Y es que, setenta años después, es innegable que muchas cosas buenas han pasado en el planeta, con algunas mejoras globales incontestables. Pero sin que, y esto es absolutamente impresentable, se hayan abordado y solucionado ciertas realidades, territoriales o sectoriales, que provocan caos y sufrimiento para enormes colectivos de seres humanos. Personas, como usted y como yo, que sufren y son lastimadas o aniquiladas ante la indiferencia, el mutismo o la tibieza en la generación y aplicación de una normativa más clara ante el abuso. Un ámbito temático para el que fue creada, precisamente, tal Organización de las Naciones Unidas.

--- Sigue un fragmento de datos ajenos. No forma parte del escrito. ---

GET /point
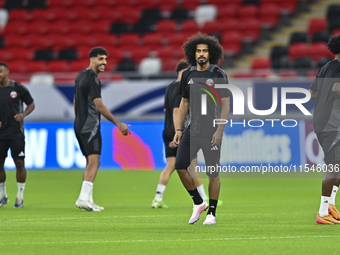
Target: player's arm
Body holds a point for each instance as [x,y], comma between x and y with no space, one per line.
[108,115]
[217,137]
[182,112]
[20,116]
[314,95]
[336,90]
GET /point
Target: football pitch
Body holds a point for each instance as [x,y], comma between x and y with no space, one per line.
[258,216]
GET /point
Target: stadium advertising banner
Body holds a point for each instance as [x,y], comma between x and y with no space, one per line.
[53,145]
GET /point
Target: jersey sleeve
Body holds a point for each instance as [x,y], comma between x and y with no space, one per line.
[223,92]
[184,89]
[94,87]
[25,95]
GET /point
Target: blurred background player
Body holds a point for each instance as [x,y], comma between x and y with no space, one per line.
[12,96]
[326,121]
[88,108]
[203,53]
[171,103]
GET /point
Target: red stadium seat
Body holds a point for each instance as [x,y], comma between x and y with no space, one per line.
[211,27]
[17,66]
[21,54]
[59,42]
[260,63]
[101,26]
[16,41]
[85,40]
[17,15]
[317,25]
[81,27]
[153,40]
[86,14]
[17,28]
[319,50]
[129,39]
[41,15]
[5,55]
[58,27]
[58,66]
[80,3]
[37,27]
[107,40]
[298,50]
[189,26]
[231,42]
[128,15]
[227,11]
[248,12]
[269,15]
[63,14]
[190,4]
[59,3]
[167,6]
[79,65]
[39,42]
[250,29]
[166,26]
[36,66]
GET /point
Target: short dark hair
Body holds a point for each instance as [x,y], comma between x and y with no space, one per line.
[334,44]
[4,64]
[97,51]
[214,47]
[181,65]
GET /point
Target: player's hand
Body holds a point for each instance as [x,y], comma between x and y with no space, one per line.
[177,137]
[172,145]
[19,117]
[217,138]
[124,128]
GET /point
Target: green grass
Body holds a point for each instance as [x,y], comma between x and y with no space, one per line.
[258,216]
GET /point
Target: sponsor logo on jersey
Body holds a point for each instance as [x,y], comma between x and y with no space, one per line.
[13,94]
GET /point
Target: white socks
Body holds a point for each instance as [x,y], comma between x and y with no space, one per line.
[21,188]
[201,192]
[323,211]
[159,192]
[333,194]
[3,190]
[86,190]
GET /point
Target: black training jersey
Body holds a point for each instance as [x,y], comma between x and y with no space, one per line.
[12,98]
[172,100]
[326,115]
[198,86]
[87,88]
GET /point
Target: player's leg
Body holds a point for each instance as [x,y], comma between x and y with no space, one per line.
[17,145]
[187,150]
[197,179]
[163,181]
[91,149]
[329,145]
[3,154]
[212,159]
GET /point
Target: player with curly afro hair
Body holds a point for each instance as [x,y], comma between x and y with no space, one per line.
[214,47]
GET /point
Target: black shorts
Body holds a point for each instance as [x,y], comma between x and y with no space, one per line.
[330,143]
[16,143]
[169,152]
[90,144]
[188,148]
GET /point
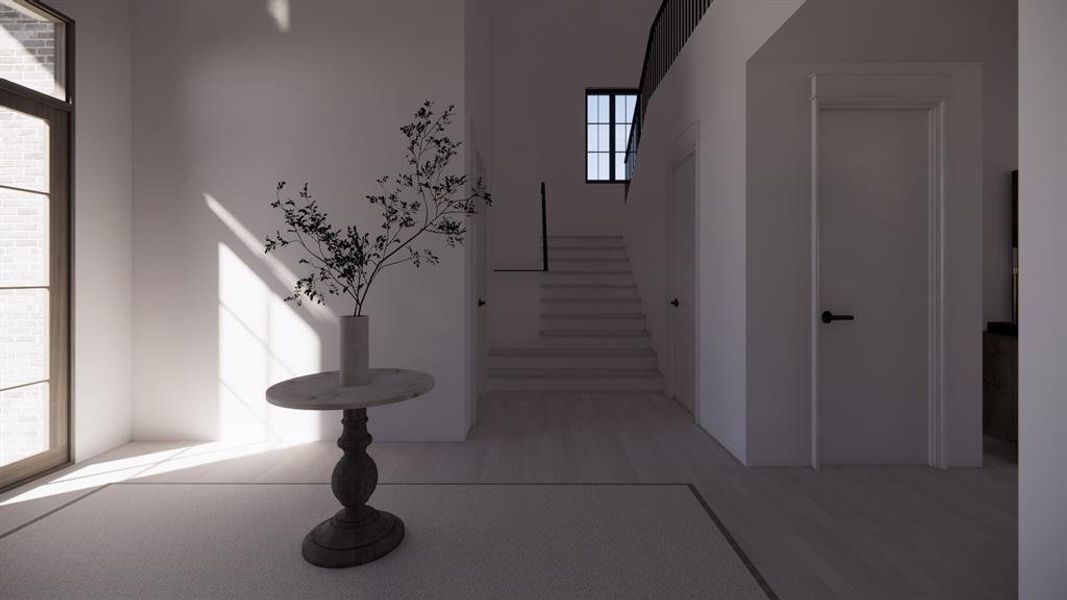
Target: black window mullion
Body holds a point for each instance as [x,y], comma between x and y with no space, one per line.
[610,138]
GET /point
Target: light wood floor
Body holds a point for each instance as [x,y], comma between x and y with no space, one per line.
[849,533]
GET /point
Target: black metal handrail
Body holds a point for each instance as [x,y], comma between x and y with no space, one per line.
[544,231]
[674,22]
[544,239]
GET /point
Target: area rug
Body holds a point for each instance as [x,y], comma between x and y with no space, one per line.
[242,540]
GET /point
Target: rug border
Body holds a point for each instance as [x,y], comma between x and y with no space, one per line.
[693,489]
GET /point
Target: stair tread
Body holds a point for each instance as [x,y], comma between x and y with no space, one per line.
[614,352]
[584,237]
[589,285]
[579,272]
[576,373]
[608,300]
[594,333]
[592,316]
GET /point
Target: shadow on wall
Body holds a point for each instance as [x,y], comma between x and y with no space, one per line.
[261,341]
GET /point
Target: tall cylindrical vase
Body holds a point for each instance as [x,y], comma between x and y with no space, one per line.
[354,350]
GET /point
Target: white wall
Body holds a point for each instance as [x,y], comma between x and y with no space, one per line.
[545,54]
[478,24]
[227,100]
[779,170]
[984,32]
[102,333]
[1042,330]
[706,84]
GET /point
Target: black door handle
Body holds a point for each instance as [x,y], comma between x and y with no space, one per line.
[827,316]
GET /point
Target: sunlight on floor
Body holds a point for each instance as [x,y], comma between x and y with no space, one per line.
[145,462]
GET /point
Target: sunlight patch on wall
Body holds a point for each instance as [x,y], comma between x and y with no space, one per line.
[255,245]
[279,10]
[261,341]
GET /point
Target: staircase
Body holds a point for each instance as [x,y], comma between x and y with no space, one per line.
[592,335]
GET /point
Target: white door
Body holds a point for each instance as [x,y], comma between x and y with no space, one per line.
[681,269]
[873,278]
[476,233]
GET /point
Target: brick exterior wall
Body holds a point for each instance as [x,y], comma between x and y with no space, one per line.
[28,58]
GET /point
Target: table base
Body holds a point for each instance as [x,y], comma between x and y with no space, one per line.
[349,539]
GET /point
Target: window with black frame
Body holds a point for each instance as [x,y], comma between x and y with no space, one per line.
[609,116]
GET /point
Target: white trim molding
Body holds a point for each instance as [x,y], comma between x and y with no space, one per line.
[929,93]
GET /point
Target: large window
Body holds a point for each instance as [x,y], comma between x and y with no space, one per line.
[609,115]
[35,115]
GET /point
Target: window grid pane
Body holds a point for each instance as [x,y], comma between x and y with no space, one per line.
[607,138]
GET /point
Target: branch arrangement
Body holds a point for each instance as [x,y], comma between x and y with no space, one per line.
[425,199]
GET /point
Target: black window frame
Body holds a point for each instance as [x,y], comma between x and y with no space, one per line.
[612,92]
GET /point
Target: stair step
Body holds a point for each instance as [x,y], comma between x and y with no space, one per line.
[596,338]
[596,322]
[590,305]
[598,266]
[590,250]
[590,301]
[592,316]
[575,379]
[573,358]
[586,241]
[577,373]
[589,278]
[589,291]
[559,351]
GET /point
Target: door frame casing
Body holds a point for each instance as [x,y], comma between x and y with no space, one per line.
[929,93]
[684,145]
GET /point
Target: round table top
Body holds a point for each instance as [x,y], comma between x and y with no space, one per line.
[322,391]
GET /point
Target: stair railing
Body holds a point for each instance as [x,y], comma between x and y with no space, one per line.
[674,22]
[544,239]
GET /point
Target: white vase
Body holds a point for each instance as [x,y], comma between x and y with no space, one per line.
[354,350]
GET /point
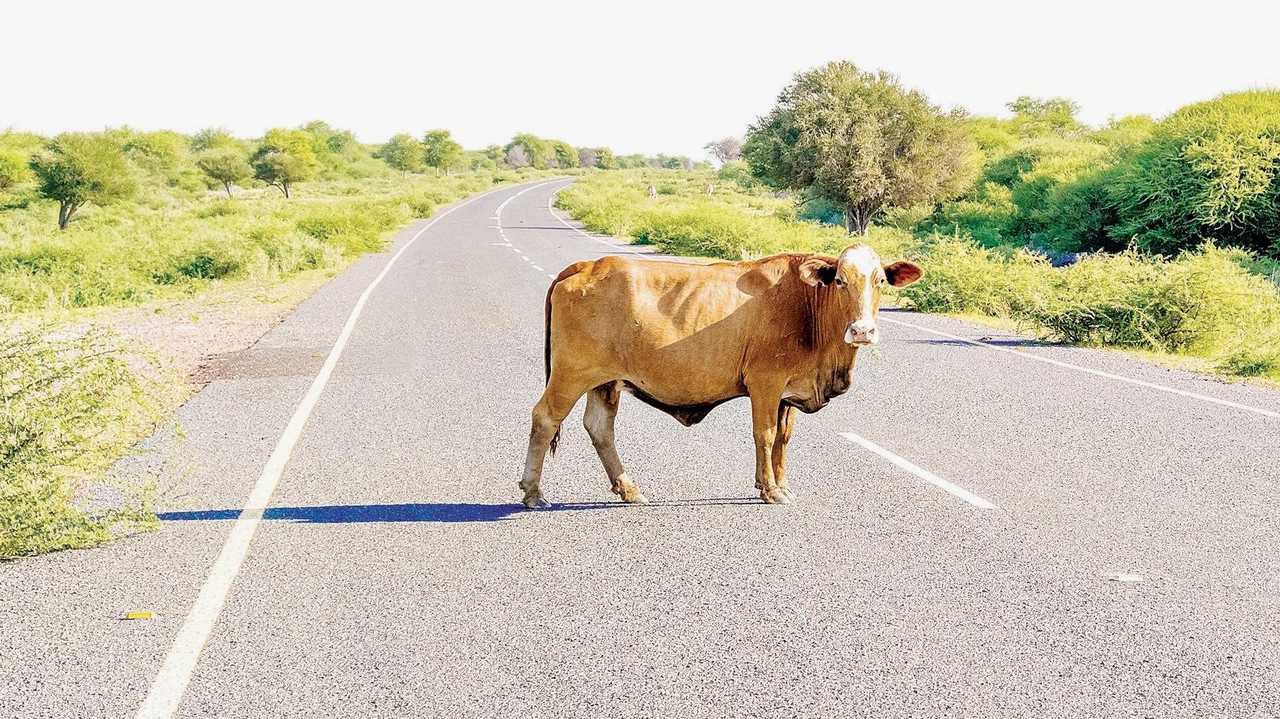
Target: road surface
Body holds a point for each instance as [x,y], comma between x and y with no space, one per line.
[983,527]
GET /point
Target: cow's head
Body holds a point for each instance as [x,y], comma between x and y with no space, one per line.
[858,274]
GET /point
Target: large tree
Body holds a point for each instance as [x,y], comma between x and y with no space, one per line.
[862,141]
[402,152]
[440,151]
[284,158]
[78,168]
[725,150]
[538,151]
[225,165]
[563,154]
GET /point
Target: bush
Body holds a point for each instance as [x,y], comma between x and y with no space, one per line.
[13,169]
[1202,302]
[1210,170]
[68,408]
[78,168]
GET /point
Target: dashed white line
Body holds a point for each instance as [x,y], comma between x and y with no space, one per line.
[1092,371]
[170,683]
[952,489]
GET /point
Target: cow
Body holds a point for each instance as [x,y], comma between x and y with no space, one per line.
[685,338]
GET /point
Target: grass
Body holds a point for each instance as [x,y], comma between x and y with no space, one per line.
[71,404]
[174,246]
[74,397]
[1217,306]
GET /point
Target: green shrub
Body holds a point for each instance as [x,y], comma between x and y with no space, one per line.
[1208,170]
[69,406]
[13,169]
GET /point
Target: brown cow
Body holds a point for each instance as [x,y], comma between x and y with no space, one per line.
[685,338]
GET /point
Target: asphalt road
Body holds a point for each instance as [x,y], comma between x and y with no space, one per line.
[1128,563]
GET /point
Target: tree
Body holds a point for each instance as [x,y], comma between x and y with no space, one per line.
[538,151]
[516,156]
[78,168]
[1045,115]
[284,158]
[213,138]
[440,151]
[563,154]
[604,159]
[860,141]
[225,165]
[1208,170]
[403,152]
[13,169]
[725,150]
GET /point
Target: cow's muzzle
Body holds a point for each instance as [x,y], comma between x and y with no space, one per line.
[862,334]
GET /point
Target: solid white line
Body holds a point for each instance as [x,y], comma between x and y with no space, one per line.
[170,683]
[920,472]
[551,207]
[1092,371]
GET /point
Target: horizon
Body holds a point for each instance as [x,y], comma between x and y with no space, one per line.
[635,102]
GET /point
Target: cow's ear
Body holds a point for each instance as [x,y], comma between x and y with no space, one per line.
[903,273]
[816,271]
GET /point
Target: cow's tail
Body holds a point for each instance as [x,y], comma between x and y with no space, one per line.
[547,333]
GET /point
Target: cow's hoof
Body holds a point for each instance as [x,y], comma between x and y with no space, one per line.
[776,497]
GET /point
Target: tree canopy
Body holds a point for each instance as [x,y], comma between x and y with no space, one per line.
[862,141]
[440,151]
[403,152]
[78,168]
[284,158]
[225,165]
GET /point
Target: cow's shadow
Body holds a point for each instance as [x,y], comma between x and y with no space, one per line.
[448,512]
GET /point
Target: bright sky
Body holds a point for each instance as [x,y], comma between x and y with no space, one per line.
[643,76]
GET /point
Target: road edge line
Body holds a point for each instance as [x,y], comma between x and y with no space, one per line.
[903,463]
[1092,371]
[167,691]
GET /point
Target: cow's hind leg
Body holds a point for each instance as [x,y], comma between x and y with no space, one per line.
[557,401]
[786,424]
[602,407]
[766,399]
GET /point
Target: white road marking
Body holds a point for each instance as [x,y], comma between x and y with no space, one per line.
[1092,371]
[919,472]
[1124,577]
[170,683]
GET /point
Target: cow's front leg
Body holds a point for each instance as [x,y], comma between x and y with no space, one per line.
[786,424]
[764,425]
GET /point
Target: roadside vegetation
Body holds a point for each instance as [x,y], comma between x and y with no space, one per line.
[1141,234]
[94,221]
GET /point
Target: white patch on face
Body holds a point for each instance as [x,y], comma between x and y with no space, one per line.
[864,261]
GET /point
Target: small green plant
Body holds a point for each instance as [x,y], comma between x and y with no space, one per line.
[69,404]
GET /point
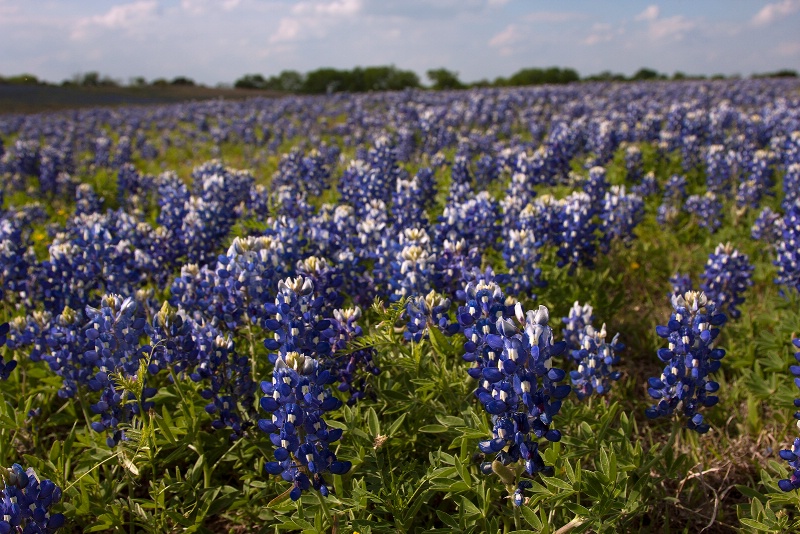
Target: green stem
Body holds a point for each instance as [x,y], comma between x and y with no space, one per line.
[324,506]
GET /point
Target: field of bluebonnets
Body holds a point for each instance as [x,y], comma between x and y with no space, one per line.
[551,309]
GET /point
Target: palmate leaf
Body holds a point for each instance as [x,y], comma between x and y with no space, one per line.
[382,337]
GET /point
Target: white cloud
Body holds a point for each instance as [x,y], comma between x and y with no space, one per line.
[122,17]
[314,20]
[788,49]
[511,34]
[671,28]
[601,33]
[650,13]
[772,12]
[553,16]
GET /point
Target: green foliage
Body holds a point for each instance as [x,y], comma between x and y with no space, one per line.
[443,79]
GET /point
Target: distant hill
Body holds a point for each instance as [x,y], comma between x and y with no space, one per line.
[40,98]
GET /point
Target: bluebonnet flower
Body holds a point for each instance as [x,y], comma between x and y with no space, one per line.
[793,455]
[227,378]
[17,259]
[757,179]
[681,283]
[112,348]
[452,265]
[728,274]
[595,359]
[544,217]
[691,358]
[577,320]
[476,220]
[768,226]
[706,209]
[26,502]
[519,387]
[410,272]
[295,320]
[297,398]
[408,204]
[327,282]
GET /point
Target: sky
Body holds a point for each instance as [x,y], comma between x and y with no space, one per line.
[218,41]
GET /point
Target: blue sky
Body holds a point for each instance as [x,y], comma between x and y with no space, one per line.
[215,41]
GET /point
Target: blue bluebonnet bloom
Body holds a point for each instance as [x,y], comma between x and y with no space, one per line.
[757,179]
[691,358]
[409,272]
[681,283]
[25,502]
[727,276]
[793,455]
[707,210]
[226,375]
[112,348]
[577,320]
[408,204]
[519,387]
[476,220]
[297,398]
[595,360]
[452,265]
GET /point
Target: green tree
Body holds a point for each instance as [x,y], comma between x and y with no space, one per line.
[251,81]
[444,79]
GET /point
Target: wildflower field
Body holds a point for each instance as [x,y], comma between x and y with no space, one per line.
[550,309]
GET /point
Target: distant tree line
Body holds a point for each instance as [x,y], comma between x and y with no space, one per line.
[383,78]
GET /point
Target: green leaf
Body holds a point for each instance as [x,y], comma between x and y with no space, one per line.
[447,520]
[755,524]
[449,420]
[558,483]
[373,423]
[433,429]
[396,424]
[531,518]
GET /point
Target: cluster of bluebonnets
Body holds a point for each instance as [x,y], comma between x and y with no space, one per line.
[94,307]
[26,501]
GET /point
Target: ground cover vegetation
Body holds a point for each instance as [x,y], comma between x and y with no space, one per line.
[551,309]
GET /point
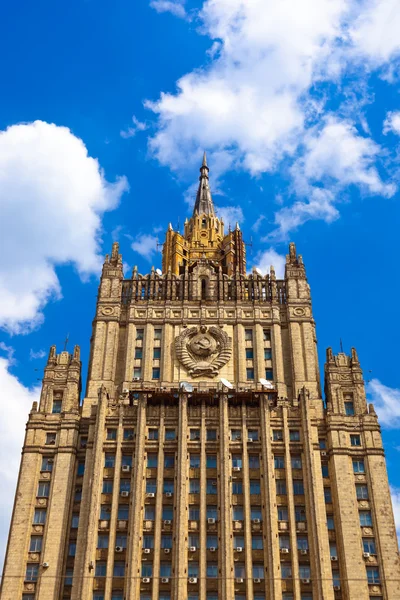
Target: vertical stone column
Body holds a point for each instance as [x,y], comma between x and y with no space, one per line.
[321,571]
[227,574]
[114,508]
[203,506]
[179,589]
[291,509]
[159,505]
[246,507]
[89,514]
[270,527]
[134,558]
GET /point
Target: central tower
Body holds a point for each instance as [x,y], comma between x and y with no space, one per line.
[203,462]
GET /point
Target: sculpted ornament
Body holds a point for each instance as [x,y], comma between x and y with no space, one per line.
[203,352]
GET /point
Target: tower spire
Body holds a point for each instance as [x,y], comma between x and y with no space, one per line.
[204,203]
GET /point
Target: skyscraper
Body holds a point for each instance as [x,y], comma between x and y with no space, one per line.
[203,462]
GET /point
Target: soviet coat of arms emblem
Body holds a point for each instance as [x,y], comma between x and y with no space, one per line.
[202,352]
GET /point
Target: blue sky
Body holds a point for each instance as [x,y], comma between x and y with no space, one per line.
[104,113]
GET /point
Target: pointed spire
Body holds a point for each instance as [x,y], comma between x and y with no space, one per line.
[204,203]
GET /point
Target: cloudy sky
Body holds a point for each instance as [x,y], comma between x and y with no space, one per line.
[105,111]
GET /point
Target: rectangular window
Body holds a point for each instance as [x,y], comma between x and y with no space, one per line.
[39,517]
[211,461]
[369,545]
[43,490]
[152,460]
[254,461]
[362,492]
[109,461]
[35,544]
[47,464]
[170,435]
[250,373]
[298,487]
[280,487]
[194,486]
[194,512]
[237,487]
[358,466]
[365,518]
[50,439]
[56,407]
[267,354]
[279,462]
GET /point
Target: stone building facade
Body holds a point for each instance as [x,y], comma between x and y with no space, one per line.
[203,463]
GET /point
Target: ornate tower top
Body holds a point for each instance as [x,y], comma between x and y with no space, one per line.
[204,203]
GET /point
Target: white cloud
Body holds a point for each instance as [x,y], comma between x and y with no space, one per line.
[132,131]
[175,7]
[264,260]
[35,355]
[52,198]
[230,215]
[392,123]
[16,402]
[375,31]
[395,492]
[145,244]
[386,401]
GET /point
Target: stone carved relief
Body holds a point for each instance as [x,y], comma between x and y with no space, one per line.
[203,352]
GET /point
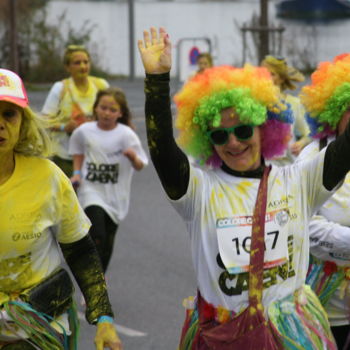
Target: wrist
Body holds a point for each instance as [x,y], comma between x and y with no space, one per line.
[106,319]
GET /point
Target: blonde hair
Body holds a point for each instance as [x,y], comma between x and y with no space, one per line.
[33,139]
[287,74]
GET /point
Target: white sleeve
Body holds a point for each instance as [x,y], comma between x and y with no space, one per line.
[76,142]
[51,105]
[329,240]
[190,204]
[311,173]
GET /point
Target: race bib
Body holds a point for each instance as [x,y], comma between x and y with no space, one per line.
[234,238]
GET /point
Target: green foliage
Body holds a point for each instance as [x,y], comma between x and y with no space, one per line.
[41,44]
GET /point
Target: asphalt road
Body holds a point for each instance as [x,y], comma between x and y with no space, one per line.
[151,269]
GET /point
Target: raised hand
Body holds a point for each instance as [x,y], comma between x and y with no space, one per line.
[155,51]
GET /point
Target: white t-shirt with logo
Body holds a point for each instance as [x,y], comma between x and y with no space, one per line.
[106,172]
[218,209]
[329,237]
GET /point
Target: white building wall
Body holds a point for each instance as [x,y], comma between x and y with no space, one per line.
[215,20]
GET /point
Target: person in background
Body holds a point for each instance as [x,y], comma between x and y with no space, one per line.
[285,77]
[41,215]
[247,222]
[204,61]
[327,103]
[69,102]
[105,154]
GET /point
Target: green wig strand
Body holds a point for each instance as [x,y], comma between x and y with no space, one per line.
[336,105]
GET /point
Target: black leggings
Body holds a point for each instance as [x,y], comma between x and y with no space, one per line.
[102,231]
[340,334]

Setenta años ya, coincidiendo con la presidencia de turno española en este mes de octubre. Setenta años que no son nada y que más que corren, vuelan, pero que han supuesto un antes y un después en la concepción global del planeta. Un tema en el que, sin duda, hay que seguir perseverando y adoptando criterios y estrategias globales, con la idea de proteger los derechos humanos, y buscar un camino más claro hacia la equidad y la concordia, la preservación de la paz y el redoblar esfuerzos en temas tan sensibles como el clima y su evolución o los dilemas asociados a la sostenibilidad de los recursos planetarios. Ese es el lema de la ONU, su leit motiv y su carta de legitimidad ante los pueblos del mundo.